Spazio donna ZEN

Metodo e approccio

Lo Spazio Donna Zen è un centro aggregativo, creativo e di socializzazione dedicato alle donne e alle ragazze del quartiere Zen.
Un luogo di cura e di accoglienza che, nel tempo, è cresciuto fino a diventare una risorsa preziosa per il quartiere e per la città di Palermo.
All’interno dello Spazio sono attivi:
una sartoria;

  • un laboratorio teatrale;
  • un laboratorio di stand-up comedy;
  • una biblioteca;
  • uno sportello psicologico;
  • uno sportello legale;
  • uno sportello di orientamento al lavoro;
  • uno sportello di supporto per l’accesso ai servizi e alle cure.


Il gruppo partecipa inoltre ad attività culturali, visite nei musei, proiezioni cinematografiche,spettacoli teatrali, presentazioni di libri e ai cortei cittadini, come quelli dell’8 marzo e del 25 novembre, in linea con i temi che guidano il nostro approccio e attraversano tutte le nostre iniziative. Fondamentale anche favorire la partecipazione alla vita del quartiere, attraverso la partecipazione alle assemblee di quartiere, agli eventi organizzati da Handala e il coinvolgimento nei processi decisionali locali legati ai servizi necessari in quartiere. Le pratiche e gli strumenti che proponiamo sostengono le donne nei loro percorsi di vita, nella costruzione di relazioni di sorellanza e nell’autodeterminazione.

Lucy - La Biblioteca delle Donne

Nel 2020, abbiamo creato una biblioteca che porta il nome di Lucy, la prima Biblioteca delle donne dello Zen.
L’idea è nata per nutrire l’aspetto culturale, creativo e relazionale delle donne del quartiere e ha rappresentato il punto di forza delle attività che l’associazione ha portato avanti con il progetto Spazio Donna Zen.
Lucy è un importante strumento perché apre al mondo, alla conoscenza, costruisce legami tra le donne dello Zen e quelle narrate o narranti nei libri, crea esempi e possibilità di rivalsa.

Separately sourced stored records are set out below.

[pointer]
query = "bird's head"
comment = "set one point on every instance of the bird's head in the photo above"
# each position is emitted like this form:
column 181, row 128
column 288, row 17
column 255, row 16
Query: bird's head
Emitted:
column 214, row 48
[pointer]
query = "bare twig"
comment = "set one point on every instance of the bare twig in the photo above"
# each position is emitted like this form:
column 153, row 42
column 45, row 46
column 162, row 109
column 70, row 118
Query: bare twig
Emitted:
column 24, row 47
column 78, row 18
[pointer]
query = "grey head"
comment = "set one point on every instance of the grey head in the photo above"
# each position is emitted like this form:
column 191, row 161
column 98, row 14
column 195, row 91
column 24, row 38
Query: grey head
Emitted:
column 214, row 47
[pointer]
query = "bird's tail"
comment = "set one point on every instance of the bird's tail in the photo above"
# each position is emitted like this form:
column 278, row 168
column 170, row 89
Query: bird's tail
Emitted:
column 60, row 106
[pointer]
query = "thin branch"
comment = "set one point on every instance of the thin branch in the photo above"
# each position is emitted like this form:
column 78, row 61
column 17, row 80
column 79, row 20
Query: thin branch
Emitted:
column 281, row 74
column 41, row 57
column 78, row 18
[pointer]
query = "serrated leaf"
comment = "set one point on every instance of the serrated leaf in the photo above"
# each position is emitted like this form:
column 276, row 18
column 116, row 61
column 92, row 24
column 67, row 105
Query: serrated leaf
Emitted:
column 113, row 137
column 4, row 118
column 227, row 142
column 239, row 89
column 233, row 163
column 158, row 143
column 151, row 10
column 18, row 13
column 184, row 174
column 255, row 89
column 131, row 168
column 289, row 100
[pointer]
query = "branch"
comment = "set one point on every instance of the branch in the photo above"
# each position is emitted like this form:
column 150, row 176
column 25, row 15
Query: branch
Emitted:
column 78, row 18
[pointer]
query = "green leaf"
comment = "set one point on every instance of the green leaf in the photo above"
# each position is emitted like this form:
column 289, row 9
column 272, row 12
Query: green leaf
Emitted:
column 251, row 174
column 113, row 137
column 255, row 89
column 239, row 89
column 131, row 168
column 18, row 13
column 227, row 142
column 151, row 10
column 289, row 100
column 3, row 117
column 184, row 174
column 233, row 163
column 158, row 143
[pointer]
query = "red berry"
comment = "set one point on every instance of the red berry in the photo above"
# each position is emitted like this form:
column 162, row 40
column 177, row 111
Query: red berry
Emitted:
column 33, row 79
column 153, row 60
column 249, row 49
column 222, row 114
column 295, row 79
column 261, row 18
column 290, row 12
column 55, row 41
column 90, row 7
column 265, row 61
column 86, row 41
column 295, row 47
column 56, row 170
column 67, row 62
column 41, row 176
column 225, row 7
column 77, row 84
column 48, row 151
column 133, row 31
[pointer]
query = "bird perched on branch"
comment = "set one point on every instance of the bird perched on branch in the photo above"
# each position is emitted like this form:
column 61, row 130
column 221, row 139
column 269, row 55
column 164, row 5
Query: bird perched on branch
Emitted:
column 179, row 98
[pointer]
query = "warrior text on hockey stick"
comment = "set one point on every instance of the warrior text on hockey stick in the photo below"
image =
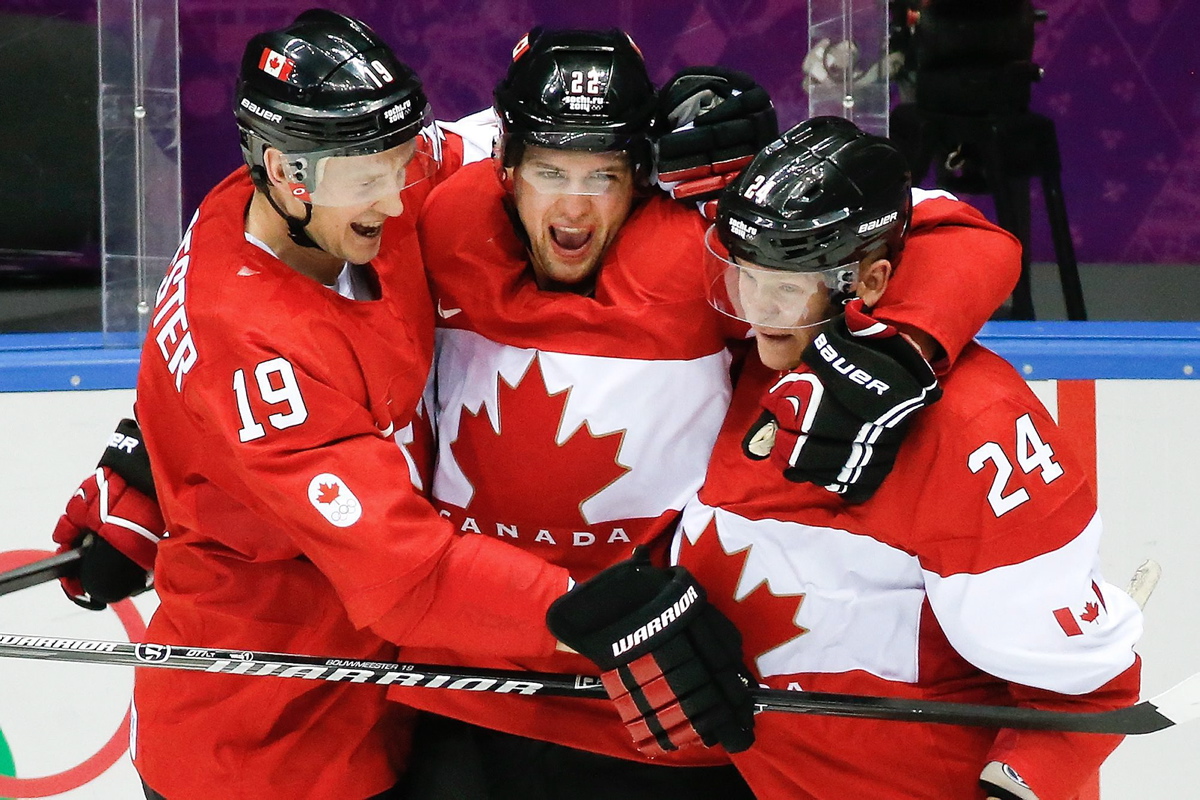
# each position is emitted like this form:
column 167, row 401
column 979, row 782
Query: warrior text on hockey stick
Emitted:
column 1174, row 707
column 49, row 569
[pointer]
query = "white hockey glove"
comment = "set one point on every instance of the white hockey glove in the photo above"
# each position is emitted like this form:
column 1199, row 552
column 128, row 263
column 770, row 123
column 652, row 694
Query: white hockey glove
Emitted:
column 712, row 121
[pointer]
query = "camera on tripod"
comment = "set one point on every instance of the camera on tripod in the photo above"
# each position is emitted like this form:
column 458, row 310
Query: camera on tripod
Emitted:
column 966, row 56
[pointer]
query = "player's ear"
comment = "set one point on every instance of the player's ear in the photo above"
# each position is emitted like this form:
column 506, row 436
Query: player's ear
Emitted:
column 274, row 162
column 874, row 276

Lucy ha preso forma durante la pandemia con l’acquisto di una prima fornitura di 60 libri che sono stati subito presi in prestito con entusiasmo dalle donne e dalle ragazze del quartiere, diventando un’occasione per confrontarsi e crescere.

Oggi la biblioteca conta circa 200 volumi ed è una delle biblioteche diffuse di booq (bibliofficina di quartiere).

Si sono infatti realizzate in questi anni diverse presentazioni di libri: le scrittrici Carola Susani e Elena Stancanelli col loro libro Mamma non mamma con un reading in quartiere, il libro Tutto sull’amore di bell hooks che abbiamo letto con le donne e poi discusso in un cerchio di donne con Maria Nadotti, il libro Incantagioni di Mariano Tomatis, La parola femminista di Vanessa Roghi e libro Natalia Ginzburg, vocazione scrittrice di Arianna Di Genova. Grazie alla raccolta fondi avviata nel 2025 sulla piattaforma Eppela, con il supporto di MSD crowd caring, abbiamo incrementato il patrimonio librario e realizzato laboratori di lettura e la rassegna “Corpi indisciplinati”: un titolo che parla di libertà. Libertà dei corpi che non si lasciano addomesticare, delle voci che emergono dai margini, delle storie che rifiutano regole imposte e linguaggi convenzionali. Corpi che ridono, desiderano, cambiano, disobbediscono alle narrazioni dominanti.

Libri, risate e parole necessarie sono l’anima della rassegna: la scrittura come gesto politico e affettivo, la risata come atto di resistenza, le parole come strumenti per nominare ciò che spesso resta invisibile o taciuto. “Corpi indisciplinati” è un invito a leggere, ascoltare e incontrarsi, lasciando che storie e corpi restino felicemente indisciplinati.